Rails allows you to store session data on the client in the form of an encrypted cookie. You can read from and write to the session cookie simply by accessing to the session hash:
session[:user_id] = 1234
It's up to you how much data you store on the client, though if you store too much you will probably encounter a cookie overrun.
The most common use for sessions is for login. We might log a user in by storing the id of a User model in the session.
We might then log out by session this value to nil.
Read more on sessions here:
Exercise - Access the session hash
A simple one first.
- Create a _header partial which outputs session[:username].
- Now create a form which submits a username to a controller.
- In the controller, store the username in the session.

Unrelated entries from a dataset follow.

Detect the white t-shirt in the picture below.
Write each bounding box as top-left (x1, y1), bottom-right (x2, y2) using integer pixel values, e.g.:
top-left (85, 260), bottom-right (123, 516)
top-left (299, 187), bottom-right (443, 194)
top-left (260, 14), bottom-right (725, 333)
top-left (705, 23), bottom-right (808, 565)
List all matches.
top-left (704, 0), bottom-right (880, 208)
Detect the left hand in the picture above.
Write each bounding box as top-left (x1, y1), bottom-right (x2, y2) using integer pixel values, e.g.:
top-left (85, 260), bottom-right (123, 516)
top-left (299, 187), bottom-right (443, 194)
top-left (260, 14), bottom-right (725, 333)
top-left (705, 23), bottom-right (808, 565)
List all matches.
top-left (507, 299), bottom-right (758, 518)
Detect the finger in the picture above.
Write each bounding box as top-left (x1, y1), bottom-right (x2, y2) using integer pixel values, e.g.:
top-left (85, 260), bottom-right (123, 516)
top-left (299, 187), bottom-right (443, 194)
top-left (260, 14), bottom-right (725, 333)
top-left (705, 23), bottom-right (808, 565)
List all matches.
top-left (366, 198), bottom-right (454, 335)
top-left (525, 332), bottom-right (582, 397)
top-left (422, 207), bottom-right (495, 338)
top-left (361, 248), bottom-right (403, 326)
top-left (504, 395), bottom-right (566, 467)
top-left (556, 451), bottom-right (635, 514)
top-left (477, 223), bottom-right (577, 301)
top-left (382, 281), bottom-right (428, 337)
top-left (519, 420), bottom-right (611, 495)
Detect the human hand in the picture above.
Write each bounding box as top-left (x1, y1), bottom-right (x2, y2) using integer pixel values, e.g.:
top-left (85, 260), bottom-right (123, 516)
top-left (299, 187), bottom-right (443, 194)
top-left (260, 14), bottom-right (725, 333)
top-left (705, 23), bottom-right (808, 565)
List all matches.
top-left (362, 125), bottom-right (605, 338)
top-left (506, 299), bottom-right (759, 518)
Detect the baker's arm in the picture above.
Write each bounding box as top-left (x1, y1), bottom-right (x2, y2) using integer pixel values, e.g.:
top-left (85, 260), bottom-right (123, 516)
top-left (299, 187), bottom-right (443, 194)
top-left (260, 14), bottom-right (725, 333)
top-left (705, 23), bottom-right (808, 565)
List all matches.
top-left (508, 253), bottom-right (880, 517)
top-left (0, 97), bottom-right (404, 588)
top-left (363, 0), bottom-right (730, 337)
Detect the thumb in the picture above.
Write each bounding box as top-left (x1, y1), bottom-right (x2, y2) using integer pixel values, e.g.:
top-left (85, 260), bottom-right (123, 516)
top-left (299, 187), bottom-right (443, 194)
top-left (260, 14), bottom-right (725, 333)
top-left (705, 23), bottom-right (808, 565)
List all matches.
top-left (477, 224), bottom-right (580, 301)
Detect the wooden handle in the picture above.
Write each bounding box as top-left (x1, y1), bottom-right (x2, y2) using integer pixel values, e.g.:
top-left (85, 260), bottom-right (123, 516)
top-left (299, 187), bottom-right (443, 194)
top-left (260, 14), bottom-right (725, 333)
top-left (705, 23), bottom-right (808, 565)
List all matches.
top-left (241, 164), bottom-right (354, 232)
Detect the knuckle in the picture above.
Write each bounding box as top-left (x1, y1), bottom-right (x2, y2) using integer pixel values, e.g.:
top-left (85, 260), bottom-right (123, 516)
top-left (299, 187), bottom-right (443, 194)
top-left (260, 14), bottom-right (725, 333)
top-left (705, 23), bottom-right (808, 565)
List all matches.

Now as long as the session persists, the username is visible in the header, even if you navigate away from the page.
Exercise - Login
We are going to implement login.
- Create a user model with an email and password. Use the console to create a few user objects.
- Your user model should have a login method that accepts a password. If the password matches, this method returns true.
- Create a session controller. Give it a new method. Have the view render a login form which accepts a username and password.
- Give your session controller a create method. Post the data from the login form to it. This method should find a user by email, and if one is found, call the login method with the password.
- If everything checks out, add the user id to the session
- Now in ApplicationController add a before_filter. This should check the session for a user_id, pull the user from the database and save it in @current_user instance variable.
- Finally write a partial which displays the session user email.